Pensando alla questione della morte all’interno del mio percorso personale, uno degli scogli più difficili da comprendere rappresentava per me il corpo fisico, il dopo del corpo fisico, nello specifico il suo permanere a dispetto dell’allontanamento dell’energia che lo abita. Ci ho dovuto riflettere per molto tempo. Quando qualcosa stona con la visione che ho dell’Esistenza, mi viene un prurito ossessivo che mi costringe ad addentrarmi in riflessioni di vario tipo, fino a trovare ciò che mi corrisponde, fino a che il tassello trova il suo posto esatto. Non sono in cerca di Verità da dispensare, ma di qualcosa che funzioni per me. La mia visione della vita deve trovare un senso ad ognuno dei miei eventi, benchè non necessariamente logico o alla mia portata. E ad ogni modo mi stupisce sempre vedere come anche le mie pensate più strane abbiano già attraversato la mente di altri, le cui parole mi capita di trovare in libri, articoli o altri luoghi, proprio nel momento in cui mi serve sentirle.

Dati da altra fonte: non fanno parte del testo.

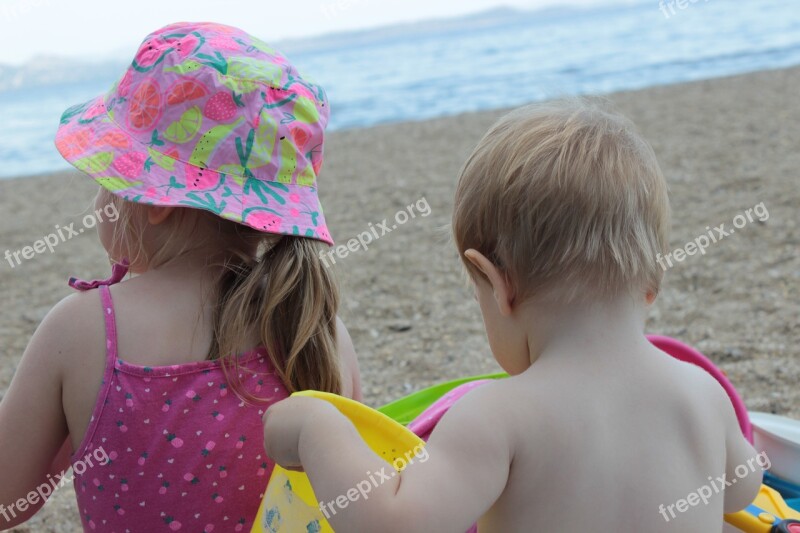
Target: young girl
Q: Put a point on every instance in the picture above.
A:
(153, 389)
(559, 216)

Dunque la questione della solidità del corpo fisico andava risolta per poter tornare a dormire. Se è vero che tutta la materia è fatta di energia, e che tutta l’energia è ugualmente composta di Spirito, anche il corpo in se stesso è Spirito, e deve esserlo in ciascuno dei suoi momenti, sia quando io lo considero vivo, sia quando lo chiamo cadavere. Questo povero oggetto incompreso, considerato un contenitore per lo più di qualcosa di più prezioso ed autentico che vive al suo interno e che ad esso dà vita, beh sorpresa, è anch’esso quella stessa Essenza preziosa. Assodato questo, mi è stato molto più facile riflettere sulla questione della morte come ad un’idea, un preciso e distinguibile evento mentale. Mi addolorava l’idea di separazione tra la materia e l’anima, perché contrastava con l’Unità, secondo cui niente, ma proprio niente, è diverso da Dio, mentre noi ci concentriamo su una parte soltanto dell’insieme, credo perché ci è impossibile riconoscere ancora noi stessi nel corpo ormai nella sua trasformazione suprema.

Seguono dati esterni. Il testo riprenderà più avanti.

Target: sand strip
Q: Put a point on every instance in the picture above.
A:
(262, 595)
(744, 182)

E’ stato allora che ho trovato i racconti dei monaci Buddhisti su quella che viene chiamata la pratica del corpo arcobaleno. La consapevolezza profonda guadagnata con la vera Meditazione, consente a questi esseri di dissolvere completamente il proprio corpo fisico in sette giorni dopo la propria morte: la materia che torna energia, perchè non c’è più alcun attaccamento ad un’identità che lo sostiene e gli dà forma. Ho pensato: ma se continuassimo a tornare nelle esperienze di reincarnazione, a rinascere, perché non siamo in grado di cambiare davvero? Se morissimo soltanto perché non sappiamo davvero morire? Allora ci tocca ripartire da capo, dall’inizio della morte che noi chiamiamo vita, passando attraverso l’ignota vita che separa due morti. Cos’è allora la vera morte? Se scompare interamente il mio Io, allora anche il corpo deve seguirlo, essendo nient’altro che una sua espressione, inseparabile da esso.

Recentemente ho letto una riflessione molto interessante di Jung sulla proprietà transitiva che ci viene insegnata a scuola, secondo cui se a=b e b=c allora anche a=c. Ma, si chiedeva lui, come può essere a=b? Aveva ragione, ma credo che sia unicamente un problema di prospettiva. Mi piace tentare di guardare all’esistenza dal punto di vista di quell’unico atomo che dà vita ad ogni cosa. Mi importa poco che da esso siano infinite le manifestazioni osservabili: lo Spirito è ciò che rende intimamente a=b, il che annulla sia a che b. Cosa rimane? Eccola la mia domanda preferita. Quando riesco a togliere proprio tutto, e la mente non ha pensieri nuovi da sottopormi, cosa rimane? Nemmeno il corpo fisico può resistere a quel Ciò che rimane.